Singapore’s parliament approved reforms that will permit conditional fee agreements (CFAs) in international arbitration, following extensive consultation with the Law Society of Singapore, the judiciary, international law firms and others using Singapore as a regional hub for their work.
The introduction of no-win, no-fee agreements augments Singapore's decision in 2017 to allow litigation funding in commercial disputes, initially for international arbitrations and then expanded to other areas last year including Singapore International Commercial Court (SICC) proceedings and domestic arbitrations and mediations.
In a LinkedIn post, Edwin Tong SC, the Second Minister for Law, said: “This is an area which we had been more conservative in, because of concerns around officious intermeddling in litigation and potential conflicts of interest.”
He added: “After calls from the ground and careful study of experiences elsewhere, we will allow CFAs in certain proceedings where litigants tend to be more commercially sophisticated and reassess the scope at a suitable juncture.”
The move was welcomed by Darius Chan, a door tenant at London’s Fountain Court Chambers, which has an annexe in Singapore.
Chan said: “This is a positive development which is seen as a natural progression from the introduction of third-party funding in 2017. These reforms respond to increasing client demand for flexibility in terms of how fee arrangements are structured. Such a move underscores the friendly competition between the major arbitral seats in attracting legal spend to their jurisdiction.”
Other Singapore-based lawyers agreed. Daniel Waldek, counsel at Herbert Smith Freehills in Singapore, said: "It's another critical step towards cementing Singapore's position as a global dispute resolution hub.

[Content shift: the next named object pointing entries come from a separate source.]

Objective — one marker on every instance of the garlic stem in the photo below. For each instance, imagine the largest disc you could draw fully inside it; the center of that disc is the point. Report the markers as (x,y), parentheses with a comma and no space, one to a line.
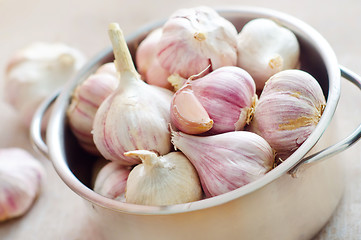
(123,60)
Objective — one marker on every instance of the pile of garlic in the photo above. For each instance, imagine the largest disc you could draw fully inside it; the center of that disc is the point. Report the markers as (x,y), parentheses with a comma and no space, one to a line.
(212,133)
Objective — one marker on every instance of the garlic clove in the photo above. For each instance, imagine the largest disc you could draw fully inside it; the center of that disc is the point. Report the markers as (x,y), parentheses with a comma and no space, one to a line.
(188,114)
(135,116)
(226,161)
(158,76)
(36,71)
(86,100)
(146,51)
(108,68)
(288,110)
(111,181)
(162,180)
(193,39)
(228,94)
(265,48)
(21,178)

It provides users with greater flexibility in their fee arrangements, whilst also promoting greater access to justice.”
He added: "Together with third-party funding, CFAs will provide clients with a greater diversity of options for risk-sharing when managing commercial disputes.”
In certain circumstances, the reforms also allow foreign lawyers to seek the SICC’s permission to plead in insolvency proceedings while restricting their ability to make submissions on Singaporean law.
Reforms made in September last year extended the SICC’s jurisdiction to hear cases of international and cross-border debt restructuring and insolvency, involving both foreign and domestic issues.
While allowing proceedings to be heard in Singapore, it envisages a proper division of labour between local advocates and international law firms, ensuring the SICC maintains oversight, while allowing Singaporean submissions on areas of law germane to them.
The move follows the creation of a dedicated list devoted to construction, infrastructure and technology cases at the SICC.
Sean Brannigan QC, of 4 Pump Court, said the change had been a “very welcome but unsurprising development,” with his set seeing an increase in instructions for infrastructure cases being resolved in Singapore.
Brannigan said Singapore had, in the last five years, “really stepped up its game in terms of becoming a hub for resolving infrastructure-related disputes across the Pacific Rim and further afield.”
He added: “It appears to be constantly learning what works around the world in terms of these disputes and improving its offering.”